Accept what you can’t change

Last Sunday, I wrote about accepting what is. This applies here, too: sometimes, we just make mistakes, and there’s nothing we can do to change that. Acceptance is a much more productive choice than beating ourselves up over something that is already done.

I don’t think cats even know the meaning of being too hard on yourself. I can’t see a cat thinking “oh man, I shouldn’t have let that mouse get away from me. I’m so stupid! I’ll never catch another mouse again!” If anything, she would probably think “I’m the great huntress! I could have caught that mouse if I really wanted to, but I had better things to do.”

Are you your own worst enemy? How do you stop yourself from being too hard on yourself?

4 Comments on Sunday Purrs: Don’t Be so Hard on Yourself

  1. Ingrid, you have become a long distance friend to me. I can’t tell you how much your posts have helped me cope with not only my felines but with my inner fears and worries. Positive thinking is so important. I battle with negative thoughts so much that it has ingrained itself into my life. Whenever it happens I try to reverse it to something positive. Many blessings to you and Allegra & Ruby.

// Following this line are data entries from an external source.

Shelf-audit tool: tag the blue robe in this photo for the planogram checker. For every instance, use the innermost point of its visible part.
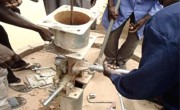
(158, 72)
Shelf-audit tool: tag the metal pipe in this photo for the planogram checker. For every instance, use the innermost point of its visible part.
(101, 69)
(53, 95)
(121, 102)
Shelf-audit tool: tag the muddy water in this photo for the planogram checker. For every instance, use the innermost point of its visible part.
(71, 14)
(78, 18)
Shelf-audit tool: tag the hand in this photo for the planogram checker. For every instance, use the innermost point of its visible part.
(12, 3)
(7, 57)
(112, 14)
(108, 71)
(45, 34)
(135, 27)
(93, 2)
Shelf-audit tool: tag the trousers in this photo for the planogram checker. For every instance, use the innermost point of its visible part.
(4, 105)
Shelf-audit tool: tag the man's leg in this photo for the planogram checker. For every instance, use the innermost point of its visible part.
(128, 47)
(4, 105)
(4, 39)
(112, 44)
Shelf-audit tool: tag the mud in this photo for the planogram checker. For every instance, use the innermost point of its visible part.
(79, 18)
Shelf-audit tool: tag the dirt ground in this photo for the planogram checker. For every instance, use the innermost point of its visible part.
(100, 85)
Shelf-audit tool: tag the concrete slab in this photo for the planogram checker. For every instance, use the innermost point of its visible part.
(100, 85)
(22, 40)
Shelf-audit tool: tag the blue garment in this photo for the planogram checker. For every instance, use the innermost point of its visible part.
(158, 73)
(139, 7)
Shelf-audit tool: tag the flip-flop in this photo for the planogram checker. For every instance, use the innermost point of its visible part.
(16, 102)
(19, 87)
(20, 68)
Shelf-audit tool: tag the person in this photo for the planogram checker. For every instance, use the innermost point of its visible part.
(138, 11)
(158, 72)
(7, 57)
(9, 16)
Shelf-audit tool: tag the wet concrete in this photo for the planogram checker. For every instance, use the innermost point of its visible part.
(78, 18)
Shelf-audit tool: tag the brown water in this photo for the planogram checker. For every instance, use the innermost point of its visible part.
(71, 14)
(78, 18)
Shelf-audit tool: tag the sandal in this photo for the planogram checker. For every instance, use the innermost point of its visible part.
(19, 87)
(16, 102)
(19, 65)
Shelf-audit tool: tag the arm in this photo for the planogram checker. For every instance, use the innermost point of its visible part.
(8, 16)
(111, 10)
(135, 27)
(157, 72)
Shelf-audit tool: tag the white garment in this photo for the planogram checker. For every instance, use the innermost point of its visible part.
(4, 105)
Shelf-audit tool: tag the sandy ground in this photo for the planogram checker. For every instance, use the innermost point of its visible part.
(99, 85)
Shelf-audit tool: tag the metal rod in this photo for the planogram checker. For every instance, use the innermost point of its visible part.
(121, 102)
(53, 95)
(71, 13)
(108, 31)
(101, 69)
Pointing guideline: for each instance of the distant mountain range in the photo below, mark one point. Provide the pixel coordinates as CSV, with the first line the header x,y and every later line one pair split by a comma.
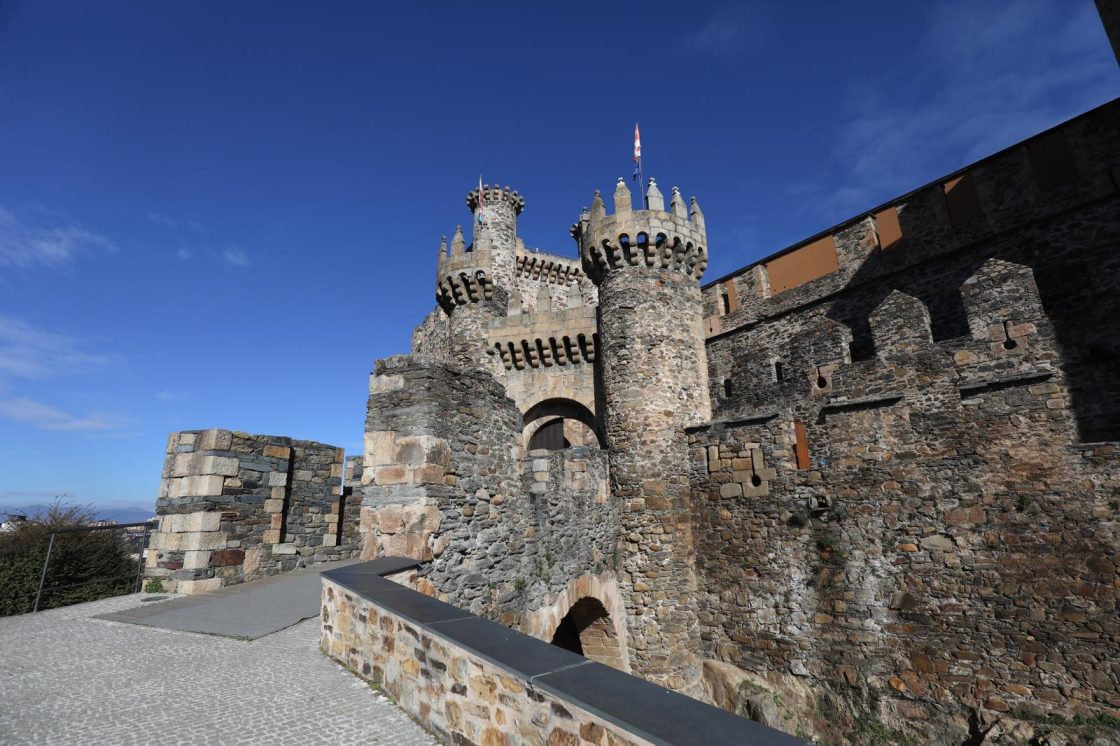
x,y
119,513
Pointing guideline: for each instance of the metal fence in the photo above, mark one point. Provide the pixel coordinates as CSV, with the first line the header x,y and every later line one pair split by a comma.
x,y
47,568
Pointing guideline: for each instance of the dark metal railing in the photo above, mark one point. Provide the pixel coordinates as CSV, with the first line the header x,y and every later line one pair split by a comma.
x,y
132,539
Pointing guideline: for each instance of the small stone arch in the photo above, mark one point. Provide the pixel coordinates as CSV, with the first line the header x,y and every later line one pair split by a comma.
x,y
579,428
587,630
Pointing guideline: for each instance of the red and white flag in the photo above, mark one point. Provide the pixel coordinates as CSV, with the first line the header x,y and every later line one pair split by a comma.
x,y
637,154
481,198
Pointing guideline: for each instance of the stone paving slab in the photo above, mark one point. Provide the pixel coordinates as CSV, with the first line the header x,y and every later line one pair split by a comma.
x,y
67,677
246,612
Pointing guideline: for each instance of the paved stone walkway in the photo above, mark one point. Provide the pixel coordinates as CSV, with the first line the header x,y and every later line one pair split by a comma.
x,y
66,678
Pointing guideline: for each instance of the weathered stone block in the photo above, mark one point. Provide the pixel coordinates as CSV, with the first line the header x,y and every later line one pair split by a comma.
x,y
195,560
278,451
227,557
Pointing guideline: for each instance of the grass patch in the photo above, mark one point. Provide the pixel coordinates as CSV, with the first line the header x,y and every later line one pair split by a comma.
x,y
1099,721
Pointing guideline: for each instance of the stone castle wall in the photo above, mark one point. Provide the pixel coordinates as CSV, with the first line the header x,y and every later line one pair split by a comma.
x,y
446,481
904,501
235,506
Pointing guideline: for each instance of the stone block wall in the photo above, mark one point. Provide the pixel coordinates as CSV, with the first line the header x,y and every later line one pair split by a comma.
x,y
445,482
473,682
1066,232
235,506
925,539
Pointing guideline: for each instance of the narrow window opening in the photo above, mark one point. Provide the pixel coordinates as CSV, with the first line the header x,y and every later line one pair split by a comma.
x,y
802,445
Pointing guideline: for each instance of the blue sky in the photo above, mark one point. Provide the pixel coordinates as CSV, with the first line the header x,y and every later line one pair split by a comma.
x,y
218,214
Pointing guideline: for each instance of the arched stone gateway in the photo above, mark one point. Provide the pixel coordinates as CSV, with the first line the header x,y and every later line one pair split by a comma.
x,y
586,628
556,423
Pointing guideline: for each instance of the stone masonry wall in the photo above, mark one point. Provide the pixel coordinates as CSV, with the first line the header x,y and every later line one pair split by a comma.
x,y
456,693
940,548
234,506
652,375
445,482
1067,232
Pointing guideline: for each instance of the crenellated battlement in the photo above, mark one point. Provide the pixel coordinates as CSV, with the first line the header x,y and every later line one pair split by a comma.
x,y
548,268
495,195
462,276
675,239
543,339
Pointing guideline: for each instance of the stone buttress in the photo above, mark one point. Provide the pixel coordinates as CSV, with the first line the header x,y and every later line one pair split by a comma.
x,y
653,375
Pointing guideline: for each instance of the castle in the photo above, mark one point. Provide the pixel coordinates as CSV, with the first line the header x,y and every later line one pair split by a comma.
x,y
876,471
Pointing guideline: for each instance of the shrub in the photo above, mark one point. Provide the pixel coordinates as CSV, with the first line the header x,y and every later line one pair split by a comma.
x,y
84,566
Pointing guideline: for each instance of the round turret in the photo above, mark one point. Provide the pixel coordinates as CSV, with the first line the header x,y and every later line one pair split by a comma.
x,y
675,239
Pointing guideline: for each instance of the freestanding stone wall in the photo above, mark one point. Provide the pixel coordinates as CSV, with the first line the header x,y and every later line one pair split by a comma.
x,y
470,681
234,506
653,376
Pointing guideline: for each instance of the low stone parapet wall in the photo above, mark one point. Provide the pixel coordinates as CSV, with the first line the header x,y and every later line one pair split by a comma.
x,y
472,681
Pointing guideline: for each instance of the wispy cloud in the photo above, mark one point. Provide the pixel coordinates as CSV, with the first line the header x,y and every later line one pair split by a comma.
x,y
730,29
49,418
906,130
166,221
235,258
29,352
39,238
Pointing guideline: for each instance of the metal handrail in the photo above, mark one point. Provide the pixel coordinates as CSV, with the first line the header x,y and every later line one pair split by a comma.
x,y
80,529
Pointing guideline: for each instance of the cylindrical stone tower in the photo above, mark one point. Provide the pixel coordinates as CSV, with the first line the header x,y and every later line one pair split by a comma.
x,y
473,283
654,381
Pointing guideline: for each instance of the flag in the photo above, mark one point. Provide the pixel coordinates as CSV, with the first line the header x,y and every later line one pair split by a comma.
x,y
481,199
637,152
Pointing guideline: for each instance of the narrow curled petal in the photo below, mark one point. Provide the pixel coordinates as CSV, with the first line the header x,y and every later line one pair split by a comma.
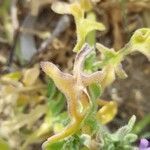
x,y
61,7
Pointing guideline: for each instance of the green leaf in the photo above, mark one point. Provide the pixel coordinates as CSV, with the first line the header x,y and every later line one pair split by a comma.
x,y
140,41
95,91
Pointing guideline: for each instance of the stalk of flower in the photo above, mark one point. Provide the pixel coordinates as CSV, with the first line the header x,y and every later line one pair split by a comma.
x,y
74,88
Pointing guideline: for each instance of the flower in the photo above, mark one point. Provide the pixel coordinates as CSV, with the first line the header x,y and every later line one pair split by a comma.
x,y
144,144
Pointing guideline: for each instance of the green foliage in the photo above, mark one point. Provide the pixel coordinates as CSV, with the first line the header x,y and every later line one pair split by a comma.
x,y
121,139
88,83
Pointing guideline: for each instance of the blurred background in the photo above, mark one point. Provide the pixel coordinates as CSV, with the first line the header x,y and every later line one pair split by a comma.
x,y
31,32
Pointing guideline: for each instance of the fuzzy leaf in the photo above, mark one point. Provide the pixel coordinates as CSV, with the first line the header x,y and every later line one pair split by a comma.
x,y
31,75
140,41
107,112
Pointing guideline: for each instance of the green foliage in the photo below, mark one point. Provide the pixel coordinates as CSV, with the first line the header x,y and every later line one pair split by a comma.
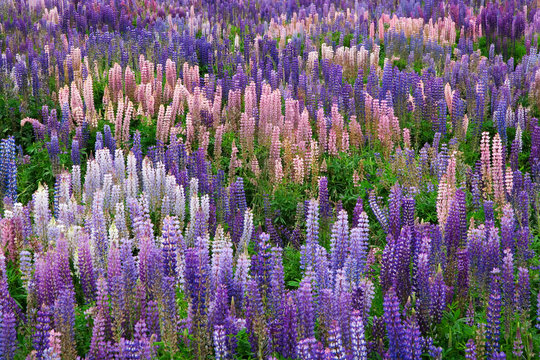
x,y
37,171
291,267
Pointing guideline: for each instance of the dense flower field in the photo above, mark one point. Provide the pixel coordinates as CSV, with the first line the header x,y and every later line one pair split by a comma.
x,y
269,179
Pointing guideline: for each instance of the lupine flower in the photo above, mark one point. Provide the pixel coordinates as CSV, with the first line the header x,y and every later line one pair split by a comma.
x,y
494,315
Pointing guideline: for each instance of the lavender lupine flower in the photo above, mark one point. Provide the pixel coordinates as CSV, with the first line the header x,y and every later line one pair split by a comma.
x,y
75,152
356,260
8,334
196,275
470,350
523,290
53,147
395,203
494,314
508,228
498,356
394,326
306,316
508,291
64,321
413,340
340,241
358,339
423,283
379,213
438,291
277,280
41,336
8,168
256,324
285,338
170,240
220,346
358,210
241,277
538,311
310,349
335,343
324,201
517,351
308,250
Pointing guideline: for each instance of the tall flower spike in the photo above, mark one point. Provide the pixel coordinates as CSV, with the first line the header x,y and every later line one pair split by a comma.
x,y
394,327
356,260
340,241
309,249
493,315
358,339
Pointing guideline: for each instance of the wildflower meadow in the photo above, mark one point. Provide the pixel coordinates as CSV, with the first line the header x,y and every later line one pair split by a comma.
x,y
269,179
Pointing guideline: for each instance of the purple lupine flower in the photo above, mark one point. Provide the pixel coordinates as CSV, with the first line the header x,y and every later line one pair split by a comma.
x,y
99,347
394,326
517,351
423,283
538,311
310,349
395,203
379,213
196,277
508,228
463,271
64,320
136,149
324,201
412,340
306,316
8,334
340,241
277,280
261,264
356,260
438,291
523,290
335,343
308,250
409,205
493,314
255,317
75,152
287,331
41,336
508,291
456,225
358,210
498,356
358,339
8,168
220,346
470,350
241,277
170,239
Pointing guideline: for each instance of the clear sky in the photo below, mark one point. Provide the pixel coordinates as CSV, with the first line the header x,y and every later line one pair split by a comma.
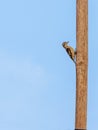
x,y
37,78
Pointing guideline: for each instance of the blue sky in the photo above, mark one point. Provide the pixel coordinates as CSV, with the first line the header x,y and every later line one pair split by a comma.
x,y
37,78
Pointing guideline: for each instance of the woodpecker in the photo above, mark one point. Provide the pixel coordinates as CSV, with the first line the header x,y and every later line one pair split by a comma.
x,y
71,52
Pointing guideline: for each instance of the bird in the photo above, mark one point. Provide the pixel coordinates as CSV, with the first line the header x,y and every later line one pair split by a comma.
x,y
70,51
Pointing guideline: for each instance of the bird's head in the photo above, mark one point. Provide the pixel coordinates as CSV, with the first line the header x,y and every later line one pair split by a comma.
x,y
64,44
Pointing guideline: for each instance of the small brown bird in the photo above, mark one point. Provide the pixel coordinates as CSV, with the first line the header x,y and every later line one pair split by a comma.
x,y
70,51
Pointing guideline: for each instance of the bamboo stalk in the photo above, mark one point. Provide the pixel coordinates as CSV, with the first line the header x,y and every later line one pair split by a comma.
x,y
81,64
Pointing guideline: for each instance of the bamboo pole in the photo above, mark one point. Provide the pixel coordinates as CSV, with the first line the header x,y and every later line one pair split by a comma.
x,y
81,64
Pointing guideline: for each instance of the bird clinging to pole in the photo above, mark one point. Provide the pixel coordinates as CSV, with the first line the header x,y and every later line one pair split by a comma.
x,y
70,51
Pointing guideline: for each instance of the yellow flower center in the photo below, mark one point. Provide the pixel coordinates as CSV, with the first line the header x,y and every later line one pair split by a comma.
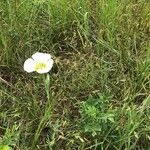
x,y
40,66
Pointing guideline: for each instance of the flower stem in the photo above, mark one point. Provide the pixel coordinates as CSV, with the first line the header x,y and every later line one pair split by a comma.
x,y
47,113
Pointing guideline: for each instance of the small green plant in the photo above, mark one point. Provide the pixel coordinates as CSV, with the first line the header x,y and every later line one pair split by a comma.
x,y
96,114
10,138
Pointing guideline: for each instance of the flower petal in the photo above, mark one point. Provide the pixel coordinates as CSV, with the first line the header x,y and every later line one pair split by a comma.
x,y
49,65
38,56
29,65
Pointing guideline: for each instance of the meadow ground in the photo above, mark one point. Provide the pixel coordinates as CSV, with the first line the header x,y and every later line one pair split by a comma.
x,y
99,84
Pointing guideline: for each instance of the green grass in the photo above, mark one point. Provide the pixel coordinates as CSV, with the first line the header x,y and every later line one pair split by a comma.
x,y
99,84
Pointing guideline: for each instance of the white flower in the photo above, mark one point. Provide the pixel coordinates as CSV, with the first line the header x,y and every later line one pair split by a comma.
x,y
40,62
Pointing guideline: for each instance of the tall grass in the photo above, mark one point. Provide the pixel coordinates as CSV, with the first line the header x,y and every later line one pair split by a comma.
x,y
100,81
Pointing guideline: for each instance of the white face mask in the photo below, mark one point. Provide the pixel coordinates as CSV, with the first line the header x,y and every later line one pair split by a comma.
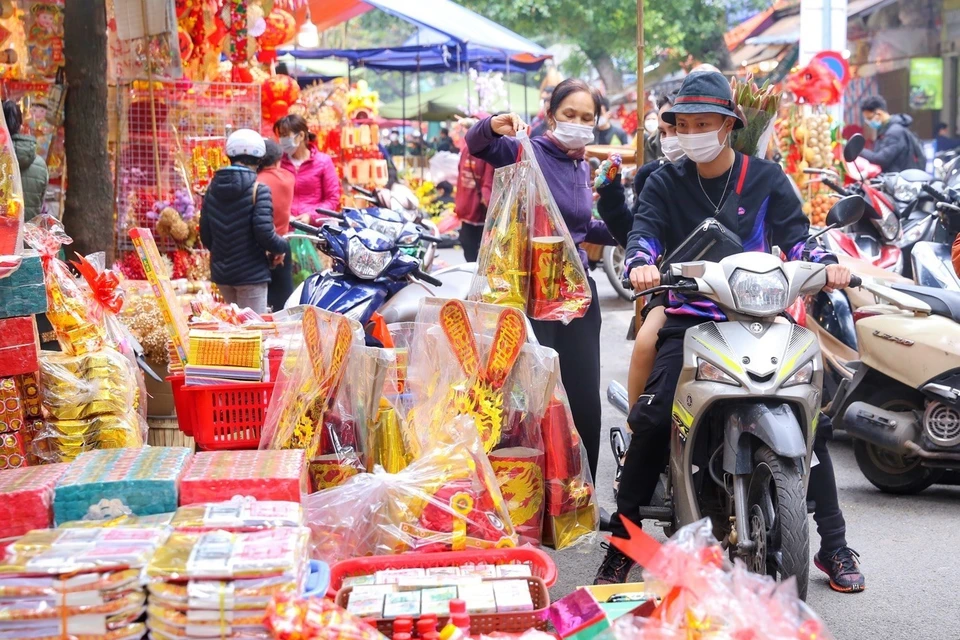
x,y
701,147
573,136
289,144
671,149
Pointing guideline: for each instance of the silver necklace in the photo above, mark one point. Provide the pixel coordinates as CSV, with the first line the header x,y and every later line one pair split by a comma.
x,y
723,194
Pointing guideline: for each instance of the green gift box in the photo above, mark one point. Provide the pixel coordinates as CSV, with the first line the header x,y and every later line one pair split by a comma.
x,y
23,293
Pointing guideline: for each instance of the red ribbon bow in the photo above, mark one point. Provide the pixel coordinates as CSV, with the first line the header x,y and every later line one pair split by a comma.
x,y
104,284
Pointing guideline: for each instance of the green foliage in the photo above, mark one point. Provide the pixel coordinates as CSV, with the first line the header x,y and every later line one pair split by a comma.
x,y
673,29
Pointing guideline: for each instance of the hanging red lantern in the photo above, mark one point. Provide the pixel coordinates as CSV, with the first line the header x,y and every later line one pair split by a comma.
x,y
186,45
281,29
277,94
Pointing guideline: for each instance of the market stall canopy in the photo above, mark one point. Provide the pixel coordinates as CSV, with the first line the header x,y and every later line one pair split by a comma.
x,y
448,35
449,101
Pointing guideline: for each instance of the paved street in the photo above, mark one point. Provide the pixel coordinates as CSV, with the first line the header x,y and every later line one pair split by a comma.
x,y
908,545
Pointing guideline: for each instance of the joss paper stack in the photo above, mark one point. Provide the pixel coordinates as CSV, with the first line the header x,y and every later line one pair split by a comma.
x,y
143,481
90,403
76,583
224,356
26,498
215,476
218,584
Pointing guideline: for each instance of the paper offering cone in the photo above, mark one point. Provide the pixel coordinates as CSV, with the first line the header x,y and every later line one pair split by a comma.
x,y
519,472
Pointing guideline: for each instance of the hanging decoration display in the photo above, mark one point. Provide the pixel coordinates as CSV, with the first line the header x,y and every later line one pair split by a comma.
x,y
44,36
277,94
281,28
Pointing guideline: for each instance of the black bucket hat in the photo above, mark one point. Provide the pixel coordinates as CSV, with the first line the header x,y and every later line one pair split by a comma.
x,y
704,92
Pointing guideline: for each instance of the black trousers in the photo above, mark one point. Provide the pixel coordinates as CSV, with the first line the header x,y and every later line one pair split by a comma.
x,y
578,345
281,283
650,420
470,237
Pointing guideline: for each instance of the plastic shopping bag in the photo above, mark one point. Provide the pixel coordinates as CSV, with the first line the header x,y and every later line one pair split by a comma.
x,y
528,259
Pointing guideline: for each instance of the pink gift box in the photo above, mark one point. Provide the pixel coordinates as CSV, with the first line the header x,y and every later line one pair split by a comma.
x,y
218,476
26,498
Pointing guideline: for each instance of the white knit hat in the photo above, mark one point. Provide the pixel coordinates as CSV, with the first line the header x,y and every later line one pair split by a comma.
x,y
246,142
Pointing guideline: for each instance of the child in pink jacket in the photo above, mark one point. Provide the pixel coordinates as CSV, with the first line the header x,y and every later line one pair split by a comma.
x,y
317,184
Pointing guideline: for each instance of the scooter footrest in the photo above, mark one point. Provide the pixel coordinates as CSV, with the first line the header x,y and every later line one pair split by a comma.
x,y
656,513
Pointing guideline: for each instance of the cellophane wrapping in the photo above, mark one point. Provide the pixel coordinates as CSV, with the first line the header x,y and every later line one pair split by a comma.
x,y
309,381
11,211
528,259
572,512
703,594
353,439
291,618
90,402
217,566
70,309
448,499
76,583
215,476
481,363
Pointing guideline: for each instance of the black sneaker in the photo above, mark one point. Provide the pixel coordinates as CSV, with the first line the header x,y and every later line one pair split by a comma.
x,y
615,566
844,570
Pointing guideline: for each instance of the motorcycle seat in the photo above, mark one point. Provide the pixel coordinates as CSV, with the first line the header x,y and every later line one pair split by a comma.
x,y
916,175
942,302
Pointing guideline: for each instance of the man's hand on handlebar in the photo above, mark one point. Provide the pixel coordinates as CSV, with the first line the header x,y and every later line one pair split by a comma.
x,y
838,277
645,277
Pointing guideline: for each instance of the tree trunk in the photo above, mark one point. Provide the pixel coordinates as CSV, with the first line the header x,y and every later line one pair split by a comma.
x,y
611,76
88,213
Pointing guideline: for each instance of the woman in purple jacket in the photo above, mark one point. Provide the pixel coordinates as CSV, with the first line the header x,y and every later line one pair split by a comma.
x,y
571,118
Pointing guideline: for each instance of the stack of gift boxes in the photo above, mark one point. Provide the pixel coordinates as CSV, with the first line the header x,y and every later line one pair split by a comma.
x,y
22,297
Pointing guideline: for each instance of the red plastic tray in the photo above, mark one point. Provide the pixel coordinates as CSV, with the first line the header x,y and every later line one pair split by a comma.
x,y
223,416
541,565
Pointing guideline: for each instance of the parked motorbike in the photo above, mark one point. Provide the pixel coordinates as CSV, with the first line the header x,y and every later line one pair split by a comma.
x,y
872,237
371,271
745,408
903,405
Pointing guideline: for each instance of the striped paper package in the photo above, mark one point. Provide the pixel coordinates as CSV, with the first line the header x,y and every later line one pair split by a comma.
x,y
143,481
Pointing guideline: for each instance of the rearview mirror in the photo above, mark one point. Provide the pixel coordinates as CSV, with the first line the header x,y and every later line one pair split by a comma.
x,y
846,211
851,150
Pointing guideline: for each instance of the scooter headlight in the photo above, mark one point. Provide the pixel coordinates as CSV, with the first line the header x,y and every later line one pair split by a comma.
x,y
365,263
712,373
803,375
906,191
759,294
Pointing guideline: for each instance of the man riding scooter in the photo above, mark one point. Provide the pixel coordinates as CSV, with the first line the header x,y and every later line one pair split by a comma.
x,y
753,198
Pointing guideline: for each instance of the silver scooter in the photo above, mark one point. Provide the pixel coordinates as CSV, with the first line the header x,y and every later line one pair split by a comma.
x,y
746,407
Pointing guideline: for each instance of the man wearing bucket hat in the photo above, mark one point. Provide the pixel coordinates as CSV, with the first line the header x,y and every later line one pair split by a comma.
x,y
753,198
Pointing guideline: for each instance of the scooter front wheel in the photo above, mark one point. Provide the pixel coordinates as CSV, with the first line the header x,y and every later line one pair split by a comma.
x,y
777,513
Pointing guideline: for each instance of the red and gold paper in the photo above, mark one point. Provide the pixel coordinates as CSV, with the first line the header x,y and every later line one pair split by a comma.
x,y
519,473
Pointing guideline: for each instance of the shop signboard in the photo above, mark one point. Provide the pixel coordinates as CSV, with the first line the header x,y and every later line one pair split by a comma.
x,y
926,83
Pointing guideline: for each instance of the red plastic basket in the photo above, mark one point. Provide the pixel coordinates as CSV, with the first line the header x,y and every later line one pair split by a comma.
x,y
486,623
541,565
223,416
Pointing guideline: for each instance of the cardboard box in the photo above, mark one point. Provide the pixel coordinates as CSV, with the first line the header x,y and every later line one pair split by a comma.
x,y
19,346
406,604
437,601
512,596
23,293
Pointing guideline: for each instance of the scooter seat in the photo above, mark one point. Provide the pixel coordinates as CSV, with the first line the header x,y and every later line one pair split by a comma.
x,y
942,302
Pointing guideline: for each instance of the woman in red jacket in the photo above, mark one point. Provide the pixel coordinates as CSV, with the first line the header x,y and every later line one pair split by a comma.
x,y
317,184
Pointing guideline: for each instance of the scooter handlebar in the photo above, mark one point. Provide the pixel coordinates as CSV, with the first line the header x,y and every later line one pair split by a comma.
x,y
306,228
935,194
426,277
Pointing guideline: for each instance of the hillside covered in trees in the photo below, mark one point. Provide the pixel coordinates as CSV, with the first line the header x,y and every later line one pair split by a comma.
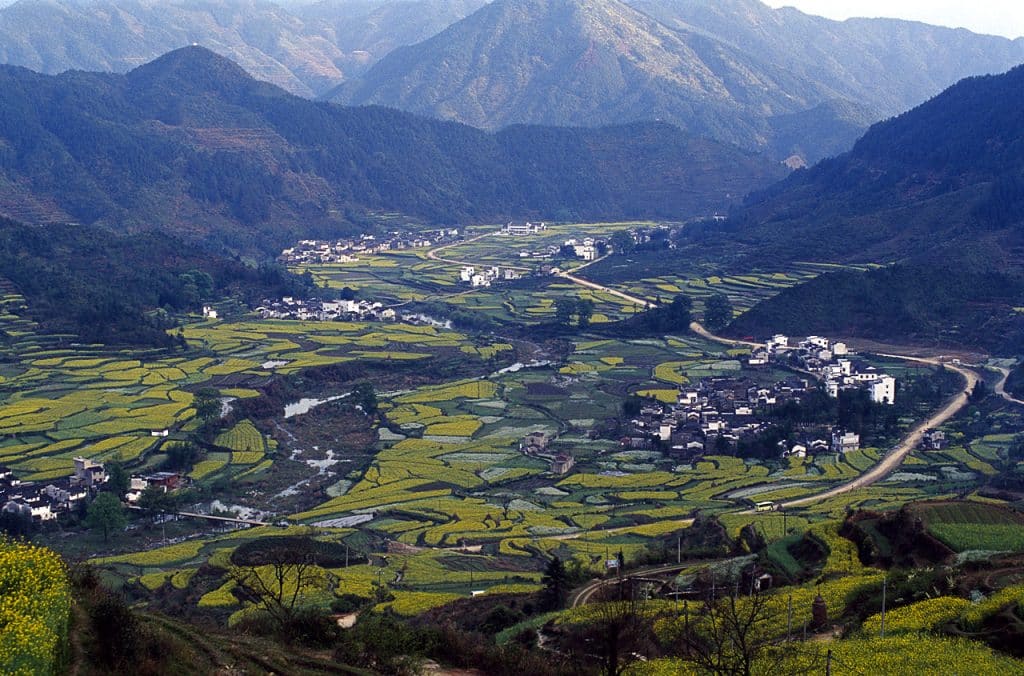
x,y
939,191
190,144
108,288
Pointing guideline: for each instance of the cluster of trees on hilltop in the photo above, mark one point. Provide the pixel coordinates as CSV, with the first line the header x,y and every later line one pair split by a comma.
x,y
107,288
193,144
921,303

  2. OT, I started feeding my three food-allergy boys Rad Cat raw turkey. It immediately helped Lil Guy’s soft stool problem. His two brothers also eat it, but they can eat canned food; Lil Guy can’t. We travel 150 miles roundtrip to buy Rad Cat, but it is worth it. There is no waste. (My boys probably waste 50 percent of canned food.) I’m happy that my boys are stable right now, and I feel balanced.